Microsoft Dataverse plugin: unleashing coding agents on the enterprise | OD849
Kent Weare and Suyash Kshirsagar show how a Dataverse “skills” plugin can make agent-driven Dataverse work more reliable by grounding agents in real Dataverse metadata (tables, columns, relationships, views, security, and solutions) and executing tasks autonomously.
Overview
Coding agents can be effective, but in enterprise systems they often fail without domain-specific tooling: they hallucinate schema, misunderstand security constraints, and generate workflows that don’t match the platform’s real capabilities. This session introduces a Dataverse plugin designed to reduce those failures by giving agents a constrained, metadata-driven interface to Dataverse.
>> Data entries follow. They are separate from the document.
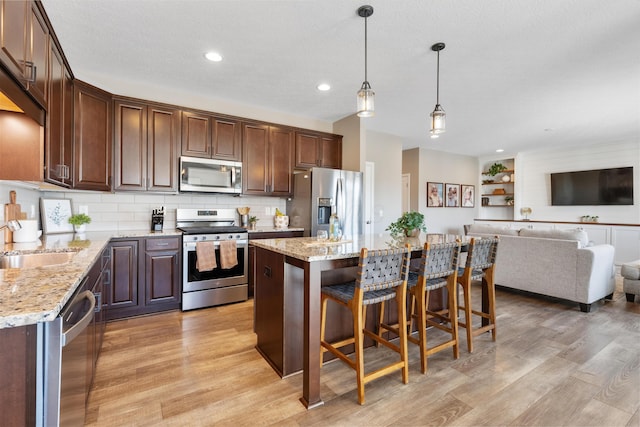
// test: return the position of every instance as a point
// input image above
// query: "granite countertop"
(272, 229)
(32, 295)
(310, 249)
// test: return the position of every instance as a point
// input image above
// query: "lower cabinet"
(145, 276)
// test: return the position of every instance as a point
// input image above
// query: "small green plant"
(407, 223)
(496, 168)
(79, 219)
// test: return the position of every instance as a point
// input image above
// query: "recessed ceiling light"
(213, 56)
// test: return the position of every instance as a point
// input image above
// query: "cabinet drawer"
(162, 244)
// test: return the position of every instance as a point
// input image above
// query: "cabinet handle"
(98, 307)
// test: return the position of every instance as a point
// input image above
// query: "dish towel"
(228, 254)
(205, 256)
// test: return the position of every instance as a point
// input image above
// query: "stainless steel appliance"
(66, 377)
(210, 175)
(218, 286)
(320, 192)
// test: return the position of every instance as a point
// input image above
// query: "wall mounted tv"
(593, 187)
The presenters describe and demo:
- A plugin that exposes Dataverse concepts to an AI agent with guardrails:
- Tables, columns, and relationships
- Views
- Security model elements (business units, roles, profiles, sharing)
- Solutions
- How a natural language request can trigger multi-step, autonomous execution, including:
- Provisioning/setup steps
- Data imports
- Validation steps
- The plugin architecture and how it integrates with an MCP server.
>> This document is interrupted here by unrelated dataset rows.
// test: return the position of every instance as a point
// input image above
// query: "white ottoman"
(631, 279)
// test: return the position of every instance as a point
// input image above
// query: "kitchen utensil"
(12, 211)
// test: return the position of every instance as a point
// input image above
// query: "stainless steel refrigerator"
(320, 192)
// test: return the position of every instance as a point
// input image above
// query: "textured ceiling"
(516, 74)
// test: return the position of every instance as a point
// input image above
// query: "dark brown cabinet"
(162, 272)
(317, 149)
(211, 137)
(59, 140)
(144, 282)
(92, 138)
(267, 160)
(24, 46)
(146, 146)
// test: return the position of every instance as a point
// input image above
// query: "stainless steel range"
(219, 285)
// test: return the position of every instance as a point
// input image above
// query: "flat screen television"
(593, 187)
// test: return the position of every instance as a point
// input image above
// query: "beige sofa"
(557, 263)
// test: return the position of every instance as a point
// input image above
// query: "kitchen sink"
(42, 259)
Demo scenarios highlighted in the session
Natural-language operations against Dataverse
A user issues simple prompts to connect to CRM and perform Dataverse operations using the plugin, with the plugin providing the agent the necessary platform context (schema and constraints) to avoid guessing.
Task and data hygiene workflows
The session includes examples of using natural language to query work items (for example, open follow-up tasks for the week) and then perform cleanup actions to improve data hygiene.
Security model creation and validation
A key enterprise focus is using natural language to create and validate more complex Dataverse security models. The session calls out completing setup tasks such as:
- Business units
- Roles
- Profiles
- Validation
- Sharing
What the plugin is trying to solve
- Reduce hallucinations by grounding the agent in Dataverse metadata.
- Make agent-driven changes safer by constraining actions to what Dataverse actually supports.
- Enable reliable, repeatable multi-step execution for enterprise Dataverse development and administration tasks.